Today was a holiday-themed day. After singing a Christmas lessons and carols service with my choir in the morning, I browsed in Christmas markets with a friend before heading to Temple Beth Shalom’s Hannukah party. There, I sang songs, listened to stories about Chelm, and ate enough latkes and jelly donuts to last for eight days. (After all, this is the only Hannukah party I get this year!) After the food, the Hannukah party turned into a dance party, and I learned that my friend Jesse (also American, studying abroad in Munich) knows how to Lindy Hop. I’m a bit rusty (it’s been a year and a half), but we still managed to impress our fellow party-goers.
(I’m also singing in the rain, but that’s just because I like to sing while I walk, and Munich has been having dismal weather lately.)
I spent my year at Cambridge swearing I would not join a college chapel choir. A free meal and some voice lessons were not worth the commitment of two rehearsals and a service each week. Of course, immediately after arriving in Munich, I joined a church choir (also Anglican) and committed to two rehearsals and a service each week in exchange for voice lessons (and no free meals). Makes perfect sense, right?
There’s exactly one (small) non-orthodox synagogue in all of Bavaria, so choosing a synagogue for this year was pretty easy. After one Shabbat, I can confidently say that it’s a wonderful synagogue, too, with welcoming members, a charismatic rabbi, and lots of singing (albeit with tunes that differ from the ones I grew up with).
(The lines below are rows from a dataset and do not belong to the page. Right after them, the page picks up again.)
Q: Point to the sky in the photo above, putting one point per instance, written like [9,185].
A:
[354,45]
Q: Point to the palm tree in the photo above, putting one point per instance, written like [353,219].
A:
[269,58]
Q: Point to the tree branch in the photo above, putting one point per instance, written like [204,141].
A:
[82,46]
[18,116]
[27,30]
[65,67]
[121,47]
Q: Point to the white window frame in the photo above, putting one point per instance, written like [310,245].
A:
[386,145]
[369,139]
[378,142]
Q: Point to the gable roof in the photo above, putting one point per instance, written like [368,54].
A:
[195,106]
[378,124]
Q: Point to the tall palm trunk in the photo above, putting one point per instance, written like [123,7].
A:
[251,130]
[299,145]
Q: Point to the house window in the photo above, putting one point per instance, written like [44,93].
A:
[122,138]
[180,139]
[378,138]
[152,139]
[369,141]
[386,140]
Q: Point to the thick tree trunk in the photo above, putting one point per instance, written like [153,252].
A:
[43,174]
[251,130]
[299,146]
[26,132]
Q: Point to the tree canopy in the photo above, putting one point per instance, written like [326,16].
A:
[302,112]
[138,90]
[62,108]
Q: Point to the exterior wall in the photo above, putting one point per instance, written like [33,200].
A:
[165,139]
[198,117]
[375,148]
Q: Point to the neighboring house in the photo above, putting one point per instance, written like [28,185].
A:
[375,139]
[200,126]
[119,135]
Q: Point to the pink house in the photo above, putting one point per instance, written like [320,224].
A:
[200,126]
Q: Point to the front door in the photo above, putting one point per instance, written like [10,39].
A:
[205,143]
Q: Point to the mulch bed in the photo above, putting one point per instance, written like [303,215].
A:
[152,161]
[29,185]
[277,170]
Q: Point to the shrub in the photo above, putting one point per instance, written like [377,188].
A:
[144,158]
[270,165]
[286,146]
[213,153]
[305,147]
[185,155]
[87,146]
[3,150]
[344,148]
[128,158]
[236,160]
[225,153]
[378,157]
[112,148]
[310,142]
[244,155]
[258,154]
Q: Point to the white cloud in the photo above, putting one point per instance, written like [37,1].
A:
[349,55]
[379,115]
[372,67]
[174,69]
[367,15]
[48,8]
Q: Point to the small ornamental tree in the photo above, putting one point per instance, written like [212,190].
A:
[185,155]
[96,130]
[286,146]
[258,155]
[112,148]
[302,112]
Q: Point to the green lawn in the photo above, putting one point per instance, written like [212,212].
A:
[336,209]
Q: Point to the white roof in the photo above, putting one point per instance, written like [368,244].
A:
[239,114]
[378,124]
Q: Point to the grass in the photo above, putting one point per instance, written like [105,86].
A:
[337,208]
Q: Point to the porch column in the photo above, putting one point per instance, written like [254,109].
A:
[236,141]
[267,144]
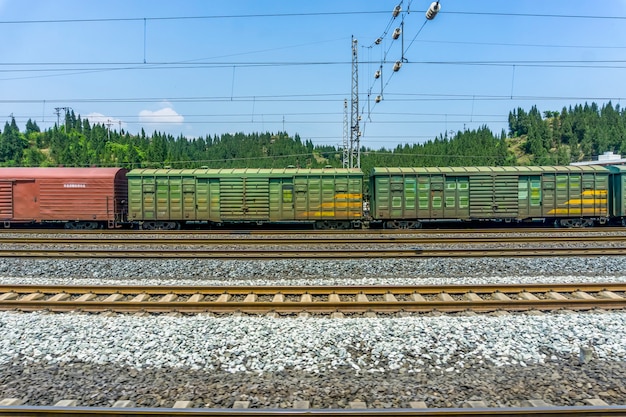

But something surprised me about my first encounter with Judaism in Munich: the security. There have been a lot of news articles recently about rising anti-Semitism in Europe, so I suppose it makes sense that Jewish communities are being careful, but it was nonetheless unexpected.
Beth Shalom does not publish the location of their services online. To be told where to go, you have to contact their office and send them a copy of your passport. Despite that precaution, there is a police car with officers stationed outside the building all service, every service. This makes for a somewhat intimidating initial impression!
I’m wondering whether the high level of security is due to past incidents, threats, or simply local policy. Does anyone know whether similar precautions are normal in other European cities?